The table the notebook data is added to is created so that it supports full text search. However, I imagine that any stemming that we could apply is not best suited to indexing code.
Similarly, the NLTK tokeniser doesn’t handle code very well. For example, splits occur around # and % symbols, which means things like magics, such as
%load_ext, aren’t recognised; instead, they’re split into separate tokens:
A bigger issue for the db approach is that I need to find a way to update / clean the database as and when notebooks are saved, updated, deleted etc.

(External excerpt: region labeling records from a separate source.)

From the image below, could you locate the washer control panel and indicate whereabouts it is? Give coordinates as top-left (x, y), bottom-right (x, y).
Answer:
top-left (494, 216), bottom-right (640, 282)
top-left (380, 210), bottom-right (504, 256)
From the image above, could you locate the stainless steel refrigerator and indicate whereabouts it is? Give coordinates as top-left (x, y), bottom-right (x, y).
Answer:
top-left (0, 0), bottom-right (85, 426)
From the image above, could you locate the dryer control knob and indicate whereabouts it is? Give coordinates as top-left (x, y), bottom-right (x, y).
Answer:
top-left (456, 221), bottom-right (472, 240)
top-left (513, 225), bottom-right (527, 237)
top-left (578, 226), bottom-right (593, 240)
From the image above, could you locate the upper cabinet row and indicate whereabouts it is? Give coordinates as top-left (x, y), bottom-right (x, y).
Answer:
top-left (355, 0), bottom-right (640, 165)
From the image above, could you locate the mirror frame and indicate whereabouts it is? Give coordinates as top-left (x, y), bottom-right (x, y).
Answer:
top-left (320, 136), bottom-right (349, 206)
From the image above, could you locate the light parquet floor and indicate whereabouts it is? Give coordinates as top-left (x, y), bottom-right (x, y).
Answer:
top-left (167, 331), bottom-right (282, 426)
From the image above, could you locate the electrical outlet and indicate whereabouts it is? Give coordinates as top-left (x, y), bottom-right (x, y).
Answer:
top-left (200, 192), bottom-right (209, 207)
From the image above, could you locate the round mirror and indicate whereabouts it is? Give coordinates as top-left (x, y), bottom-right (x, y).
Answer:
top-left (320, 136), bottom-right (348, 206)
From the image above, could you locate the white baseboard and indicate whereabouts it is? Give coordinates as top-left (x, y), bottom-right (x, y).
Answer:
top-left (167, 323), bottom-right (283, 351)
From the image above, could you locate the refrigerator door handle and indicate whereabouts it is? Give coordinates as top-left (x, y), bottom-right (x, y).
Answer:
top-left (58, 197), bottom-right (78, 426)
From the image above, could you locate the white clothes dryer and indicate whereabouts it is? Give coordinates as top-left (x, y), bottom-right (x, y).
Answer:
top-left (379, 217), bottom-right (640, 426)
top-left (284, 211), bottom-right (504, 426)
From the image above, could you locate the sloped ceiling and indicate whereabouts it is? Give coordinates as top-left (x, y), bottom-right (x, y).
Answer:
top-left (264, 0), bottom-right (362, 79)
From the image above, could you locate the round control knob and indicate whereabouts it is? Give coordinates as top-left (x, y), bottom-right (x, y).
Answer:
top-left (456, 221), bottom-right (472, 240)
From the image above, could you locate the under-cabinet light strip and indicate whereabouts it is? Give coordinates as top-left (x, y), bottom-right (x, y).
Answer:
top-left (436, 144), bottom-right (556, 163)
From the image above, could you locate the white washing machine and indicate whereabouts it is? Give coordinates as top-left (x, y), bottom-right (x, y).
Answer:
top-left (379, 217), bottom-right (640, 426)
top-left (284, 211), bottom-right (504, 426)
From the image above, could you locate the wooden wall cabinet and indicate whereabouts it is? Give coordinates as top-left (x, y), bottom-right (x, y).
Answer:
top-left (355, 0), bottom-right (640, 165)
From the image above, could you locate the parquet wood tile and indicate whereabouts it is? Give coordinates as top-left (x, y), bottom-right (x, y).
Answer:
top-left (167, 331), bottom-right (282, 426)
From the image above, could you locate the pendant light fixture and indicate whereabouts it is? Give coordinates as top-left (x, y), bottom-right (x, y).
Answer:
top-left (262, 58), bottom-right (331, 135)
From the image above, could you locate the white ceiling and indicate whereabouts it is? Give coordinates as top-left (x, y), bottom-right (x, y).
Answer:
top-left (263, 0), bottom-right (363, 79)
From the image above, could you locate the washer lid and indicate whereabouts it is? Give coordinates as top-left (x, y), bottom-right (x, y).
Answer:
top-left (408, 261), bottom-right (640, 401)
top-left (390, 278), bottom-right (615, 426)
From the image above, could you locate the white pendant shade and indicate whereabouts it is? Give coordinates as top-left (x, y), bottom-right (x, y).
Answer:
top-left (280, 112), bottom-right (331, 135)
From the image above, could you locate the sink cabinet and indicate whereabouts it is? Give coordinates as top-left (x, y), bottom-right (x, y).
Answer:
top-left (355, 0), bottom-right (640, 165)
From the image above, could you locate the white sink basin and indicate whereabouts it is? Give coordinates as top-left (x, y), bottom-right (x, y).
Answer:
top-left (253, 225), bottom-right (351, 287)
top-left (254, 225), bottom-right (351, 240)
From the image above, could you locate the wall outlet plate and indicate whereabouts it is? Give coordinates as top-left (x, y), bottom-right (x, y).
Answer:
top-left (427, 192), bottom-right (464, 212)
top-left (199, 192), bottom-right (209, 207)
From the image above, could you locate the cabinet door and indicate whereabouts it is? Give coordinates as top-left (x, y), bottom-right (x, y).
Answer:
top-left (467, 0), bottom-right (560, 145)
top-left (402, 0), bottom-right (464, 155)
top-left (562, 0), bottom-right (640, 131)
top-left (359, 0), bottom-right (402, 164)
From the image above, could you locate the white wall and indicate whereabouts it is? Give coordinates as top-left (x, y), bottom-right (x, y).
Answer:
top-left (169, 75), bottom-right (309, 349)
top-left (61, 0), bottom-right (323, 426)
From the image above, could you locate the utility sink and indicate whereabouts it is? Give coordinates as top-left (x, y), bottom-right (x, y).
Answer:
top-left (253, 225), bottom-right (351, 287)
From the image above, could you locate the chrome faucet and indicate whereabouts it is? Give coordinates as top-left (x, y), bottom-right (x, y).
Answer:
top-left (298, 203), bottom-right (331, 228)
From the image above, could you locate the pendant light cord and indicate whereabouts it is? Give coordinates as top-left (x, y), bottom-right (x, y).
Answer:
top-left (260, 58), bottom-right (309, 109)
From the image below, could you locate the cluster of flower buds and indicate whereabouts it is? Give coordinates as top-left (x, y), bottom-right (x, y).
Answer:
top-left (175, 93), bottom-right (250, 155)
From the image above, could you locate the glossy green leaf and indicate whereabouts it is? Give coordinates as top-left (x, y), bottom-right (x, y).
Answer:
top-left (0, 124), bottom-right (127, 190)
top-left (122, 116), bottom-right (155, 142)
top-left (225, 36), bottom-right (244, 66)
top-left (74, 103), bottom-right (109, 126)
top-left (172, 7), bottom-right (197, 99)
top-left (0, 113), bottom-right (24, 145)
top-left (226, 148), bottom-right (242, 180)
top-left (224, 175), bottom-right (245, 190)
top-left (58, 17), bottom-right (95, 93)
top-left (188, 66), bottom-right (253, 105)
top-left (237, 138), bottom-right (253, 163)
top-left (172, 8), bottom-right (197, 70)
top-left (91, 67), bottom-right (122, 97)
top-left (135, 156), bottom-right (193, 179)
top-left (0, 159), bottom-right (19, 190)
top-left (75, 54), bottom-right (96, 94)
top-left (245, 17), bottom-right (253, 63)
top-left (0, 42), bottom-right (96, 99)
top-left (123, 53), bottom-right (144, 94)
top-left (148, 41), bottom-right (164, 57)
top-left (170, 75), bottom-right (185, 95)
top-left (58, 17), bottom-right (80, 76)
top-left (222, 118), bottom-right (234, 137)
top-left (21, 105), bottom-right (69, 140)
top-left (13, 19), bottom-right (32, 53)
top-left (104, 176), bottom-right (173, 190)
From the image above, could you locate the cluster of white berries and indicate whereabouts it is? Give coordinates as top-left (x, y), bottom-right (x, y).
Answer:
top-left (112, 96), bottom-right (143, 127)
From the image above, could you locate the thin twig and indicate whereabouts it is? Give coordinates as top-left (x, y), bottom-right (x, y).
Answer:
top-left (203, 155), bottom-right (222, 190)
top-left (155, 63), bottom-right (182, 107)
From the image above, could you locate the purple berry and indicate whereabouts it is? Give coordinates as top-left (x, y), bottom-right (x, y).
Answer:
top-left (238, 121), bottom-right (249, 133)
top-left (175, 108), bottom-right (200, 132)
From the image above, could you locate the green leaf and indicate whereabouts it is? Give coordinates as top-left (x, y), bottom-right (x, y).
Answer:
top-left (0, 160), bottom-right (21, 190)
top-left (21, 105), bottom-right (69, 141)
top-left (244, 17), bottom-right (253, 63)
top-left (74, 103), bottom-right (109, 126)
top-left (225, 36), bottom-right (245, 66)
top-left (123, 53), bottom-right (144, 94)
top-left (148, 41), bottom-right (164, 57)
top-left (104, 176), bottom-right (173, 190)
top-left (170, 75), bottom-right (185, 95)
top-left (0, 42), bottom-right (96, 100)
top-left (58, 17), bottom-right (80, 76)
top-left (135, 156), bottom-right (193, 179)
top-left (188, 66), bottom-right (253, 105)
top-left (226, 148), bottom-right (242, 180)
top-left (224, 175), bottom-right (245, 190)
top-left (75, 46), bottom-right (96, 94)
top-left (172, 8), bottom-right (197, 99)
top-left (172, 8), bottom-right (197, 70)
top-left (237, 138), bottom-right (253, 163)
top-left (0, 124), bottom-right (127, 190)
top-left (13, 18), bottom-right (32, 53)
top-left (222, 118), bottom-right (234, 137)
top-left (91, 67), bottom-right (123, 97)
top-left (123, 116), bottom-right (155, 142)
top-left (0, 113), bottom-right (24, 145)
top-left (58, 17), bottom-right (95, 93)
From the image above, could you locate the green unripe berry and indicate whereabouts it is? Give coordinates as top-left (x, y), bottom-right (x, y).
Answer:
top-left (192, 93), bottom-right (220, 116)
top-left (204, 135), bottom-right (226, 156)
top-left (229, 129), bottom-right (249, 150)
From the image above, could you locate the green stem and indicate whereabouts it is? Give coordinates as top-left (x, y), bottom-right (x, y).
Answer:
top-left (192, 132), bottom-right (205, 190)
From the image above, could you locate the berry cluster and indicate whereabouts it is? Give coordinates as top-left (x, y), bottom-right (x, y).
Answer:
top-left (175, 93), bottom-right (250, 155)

PS sqlbiter provides a way of ingesting – and unpacking – JUpyter notebooks into a sqlite database.
PPS Handy Python command line tool for searching notebooks: https://github.com/conery/nbscan
Install it into TM351 VM from a Jupyter notebook code cell by running the following command when connected to the internet:
!sudo pip install git+https://github.com/conery/nbscan.git
Search for things in notebooks using commands like:
- search in code cells in notebooks in current directory (.) and all child directories for a phrase:
!nbscan.py --dir . --grep 'import pandas' --code
- search in all cells for the word ‘pandas’:
!nbscan.py --dir . --grep pandas
- search in markdown cells for the pattern
'data repr\w*'(that is, the phrase starting data repr…):
!nbscan.py --dir . --grep 'data repr\w*' --markdown
Would be handy to make a simple magic for this?